5. Hands-on Exercise
5.1. Creating TF-IDF Embeddings on a Document Corpus
In this exercise, learners will use the TF-IDF method to create document embeddings. The goal is to apply TF-IDF to a small document corpus and generate vectors that reflect the importance of terms within each document.
Steps:
Preprocess your document corpus (e.g., tokenization, removing stopwords).
Calculate the TF-IDF score for each term in each document.
Create vectors that represent the document by its term weights.
5.2. Calculating Similarity Between Sentences Using Cosine Similarity and Dot Product
Once embeddings are created, learners will calculate the similarity between two or more sentences using the cosine similarity and dot product techniques.
Steps:
Compute embeddings for each sentence in the dataset.
Use cosine similarity to compare sentence pairs.

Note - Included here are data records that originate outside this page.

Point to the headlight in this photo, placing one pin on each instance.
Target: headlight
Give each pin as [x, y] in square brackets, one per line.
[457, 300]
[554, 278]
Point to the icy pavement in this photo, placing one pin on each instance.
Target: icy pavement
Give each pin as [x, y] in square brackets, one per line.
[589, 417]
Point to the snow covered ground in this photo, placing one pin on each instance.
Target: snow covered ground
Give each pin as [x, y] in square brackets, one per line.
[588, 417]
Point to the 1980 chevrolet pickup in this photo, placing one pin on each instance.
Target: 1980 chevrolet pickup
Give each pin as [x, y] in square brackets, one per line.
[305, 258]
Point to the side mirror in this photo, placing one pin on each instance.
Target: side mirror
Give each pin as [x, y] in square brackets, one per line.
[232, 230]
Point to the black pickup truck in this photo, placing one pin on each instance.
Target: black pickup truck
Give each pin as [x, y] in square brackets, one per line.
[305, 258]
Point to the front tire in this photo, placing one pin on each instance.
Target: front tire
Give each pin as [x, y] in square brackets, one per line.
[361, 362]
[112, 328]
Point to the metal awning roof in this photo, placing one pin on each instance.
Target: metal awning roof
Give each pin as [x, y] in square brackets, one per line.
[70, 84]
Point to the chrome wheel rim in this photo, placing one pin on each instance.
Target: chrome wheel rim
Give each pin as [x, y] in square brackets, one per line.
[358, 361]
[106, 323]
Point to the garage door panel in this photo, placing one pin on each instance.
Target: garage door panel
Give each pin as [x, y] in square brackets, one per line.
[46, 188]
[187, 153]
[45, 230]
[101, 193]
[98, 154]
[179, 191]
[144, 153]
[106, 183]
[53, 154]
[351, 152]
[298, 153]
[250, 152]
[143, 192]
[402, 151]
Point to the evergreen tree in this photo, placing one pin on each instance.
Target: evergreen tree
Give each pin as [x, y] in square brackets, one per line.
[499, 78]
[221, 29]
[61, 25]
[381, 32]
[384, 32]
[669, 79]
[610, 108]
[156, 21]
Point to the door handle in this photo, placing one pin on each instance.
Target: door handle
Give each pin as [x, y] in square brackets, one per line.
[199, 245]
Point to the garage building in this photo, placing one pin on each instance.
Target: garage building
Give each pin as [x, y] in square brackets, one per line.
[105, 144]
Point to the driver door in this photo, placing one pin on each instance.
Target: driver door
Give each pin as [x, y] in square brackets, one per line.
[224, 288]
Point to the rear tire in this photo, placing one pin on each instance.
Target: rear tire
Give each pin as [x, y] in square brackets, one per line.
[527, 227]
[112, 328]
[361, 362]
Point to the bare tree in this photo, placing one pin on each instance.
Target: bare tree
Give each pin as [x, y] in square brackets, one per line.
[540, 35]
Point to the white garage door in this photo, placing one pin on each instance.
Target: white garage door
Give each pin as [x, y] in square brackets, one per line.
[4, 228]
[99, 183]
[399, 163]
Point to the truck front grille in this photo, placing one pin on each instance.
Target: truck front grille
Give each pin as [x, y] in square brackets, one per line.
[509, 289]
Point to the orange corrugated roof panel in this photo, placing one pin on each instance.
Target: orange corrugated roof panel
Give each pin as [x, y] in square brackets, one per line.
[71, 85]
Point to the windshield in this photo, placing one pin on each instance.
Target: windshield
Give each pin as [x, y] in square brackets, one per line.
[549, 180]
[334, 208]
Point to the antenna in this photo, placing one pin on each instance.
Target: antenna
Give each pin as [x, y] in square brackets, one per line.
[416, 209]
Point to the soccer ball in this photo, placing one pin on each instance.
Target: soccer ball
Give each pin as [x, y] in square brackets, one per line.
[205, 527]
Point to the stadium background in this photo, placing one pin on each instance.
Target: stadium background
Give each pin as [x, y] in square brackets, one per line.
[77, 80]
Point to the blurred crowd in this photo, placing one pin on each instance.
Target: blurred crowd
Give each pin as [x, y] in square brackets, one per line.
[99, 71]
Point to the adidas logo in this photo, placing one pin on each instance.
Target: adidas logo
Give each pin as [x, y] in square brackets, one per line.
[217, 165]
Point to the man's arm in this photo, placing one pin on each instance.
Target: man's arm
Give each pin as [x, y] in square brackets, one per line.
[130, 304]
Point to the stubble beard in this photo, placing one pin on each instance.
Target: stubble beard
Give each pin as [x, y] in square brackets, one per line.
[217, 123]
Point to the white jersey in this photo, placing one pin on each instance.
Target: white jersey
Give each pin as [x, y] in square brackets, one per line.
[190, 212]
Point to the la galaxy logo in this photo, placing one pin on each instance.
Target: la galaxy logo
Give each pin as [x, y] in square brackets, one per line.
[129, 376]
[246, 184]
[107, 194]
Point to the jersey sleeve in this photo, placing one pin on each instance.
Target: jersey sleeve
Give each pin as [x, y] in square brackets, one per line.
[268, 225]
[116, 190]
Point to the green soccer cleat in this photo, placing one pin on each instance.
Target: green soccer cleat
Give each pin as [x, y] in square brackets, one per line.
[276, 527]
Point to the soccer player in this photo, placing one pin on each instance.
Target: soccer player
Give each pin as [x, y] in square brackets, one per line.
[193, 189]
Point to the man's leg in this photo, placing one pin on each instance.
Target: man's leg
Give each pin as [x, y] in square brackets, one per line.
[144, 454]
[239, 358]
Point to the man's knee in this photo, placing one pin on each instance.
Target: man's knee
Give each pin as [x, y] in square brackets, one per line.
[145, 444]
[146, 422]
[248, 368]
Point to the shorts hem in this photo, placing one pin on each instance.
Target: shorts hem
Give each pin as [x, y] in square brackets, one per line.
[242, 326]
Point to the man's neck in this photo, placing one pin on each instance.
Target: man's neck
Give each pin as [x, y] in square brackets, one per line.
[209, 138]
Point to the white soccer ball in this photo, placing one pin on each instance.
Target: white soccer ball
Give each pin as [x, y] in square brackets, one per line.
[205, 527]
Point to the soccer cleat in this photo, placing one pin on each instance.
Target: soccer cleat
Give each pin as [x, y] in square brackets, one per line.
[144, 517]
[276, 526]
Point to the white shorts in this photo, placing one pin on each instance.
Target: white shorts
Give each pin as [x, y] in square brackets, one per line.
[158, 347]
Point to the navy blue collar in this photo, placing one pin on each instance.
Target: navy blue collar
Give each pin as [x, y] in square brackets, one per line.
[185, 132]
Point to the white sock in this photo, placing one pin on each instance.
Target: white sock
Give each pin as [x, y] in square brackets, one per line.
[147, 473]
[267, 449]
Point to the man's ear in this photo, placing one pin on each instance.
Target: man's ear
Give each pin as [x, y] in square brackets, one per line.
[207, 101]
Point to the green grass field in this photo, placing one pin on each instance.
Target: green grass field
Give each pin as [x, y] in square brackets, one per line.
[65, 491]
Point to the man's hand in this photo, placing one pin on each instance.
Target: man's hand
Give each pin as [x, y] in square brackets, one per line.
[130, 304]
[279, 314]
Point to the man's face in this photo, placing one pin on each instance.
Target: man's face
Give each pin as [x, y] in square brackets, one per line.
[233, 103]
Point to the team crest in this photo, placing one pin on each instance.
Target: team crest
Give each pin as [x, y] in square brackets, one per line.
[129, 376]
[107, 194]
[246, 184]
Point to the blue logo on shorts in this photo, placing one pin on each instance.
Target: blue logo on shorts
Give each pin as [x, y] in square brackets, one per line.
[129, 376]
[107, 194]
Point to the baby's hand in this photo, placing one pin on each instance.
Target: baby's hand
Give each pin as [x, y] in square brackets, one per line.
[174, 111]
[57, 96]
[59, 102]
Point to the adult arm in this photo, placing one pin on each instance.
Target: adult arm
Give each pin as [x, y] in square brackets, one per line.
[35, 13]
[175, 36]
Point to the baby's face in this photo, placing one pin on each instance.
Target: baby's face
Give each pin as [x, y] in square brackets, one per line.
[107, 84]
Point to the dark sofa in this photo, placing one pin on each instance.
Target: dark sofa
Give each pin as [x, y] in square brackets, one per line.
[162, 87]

Use the dot product method to compare sentence vectors.
Key Takeaways:
The exercise allows learners to put the theory into practice by creating their own embeddings and measuring similarity.
Conclusion
The evolution of embeddings has transformed the field of Natural Language Processing. We began with simple vectorization methods like one-hot encoding and TF-IDF, which were limited in capturing meaning. As we explored Word2Vec and other semantic techniques, embeddings have evolved to capture the true meaning of words and sentences. With modern methods like sentence embeddings and BERT, we can now work with entire documents, allowing for more nuanced understanding and analysis. By completing hands-on exercises, learners can practice applying these techniques to real-world datasets and improve their text analytics workflows.